HE-SNR measures how models structure uncertainty into low-order states to guide mid-training better than perplexity for software engineering tasks.

A machine-rendered reading of the paper's core claim, the machinery that carries it, and where it could break.

The paper argues that current metrics like perplexity fail during mid-training because they suffer from long-context penalties and show weak ties to actual performance on complex tasks. It introduces the Entropy Compression Hypothesis, which defines intelligence through the ability to organize uncertainty into Entropy-Compressed States of low orders, described as reasonable hesitation. From this view the authors derive the HE-SNR metric as a practical signal for selecting and optimizing data in the mid-training phase.
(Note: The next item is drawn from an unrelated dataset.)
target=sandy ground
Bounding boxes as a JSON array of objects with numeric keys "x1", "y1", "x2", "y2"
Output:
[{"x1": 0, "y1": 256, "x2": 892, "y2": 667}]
Experiments on models reaching 560 billion parameters across 32K and 128K contexts support that HE-SNR tracks downstream SWE-bench results more closely than standard measures.

Core claim

The Entropy Compression Hypothesis redefines intelligence not by scalar Top-1 compression but by the capacity to structure uncertainty into Entropy-Compressed States of low orders. Grounded in fine-grained entropy analysis, the authors formulate the HE-SNR metric and demonstrate that it guides mid-training more effectively than perplexity by avoiding the long-context tax while correlating strongly with SWE-bench performance.

What carries the argument

HE-SNR (High-Entropy Signal-to-Noise Ratio), a metric that quantifies the ratio of high-entropy yet structured predictions to noise, serving as an indicator of latent logical capacity during mid-training.

If this is right

  • Mid-training data selection can be performed using HE-SNR to improve final performance on software engineering benchmarks without extra fine-tuning steps.
  • The same entropy-based monitoring applies across model scales up to 560B parameters and context lengths of 32K or 128K.
  • Training pipelines can replace or supplement perplexity with HE-SNR to reduce wasted compute on low-signal data.
  • Latent reasoning capabilities become measurable and optimizable before supervised fine-tuning begins.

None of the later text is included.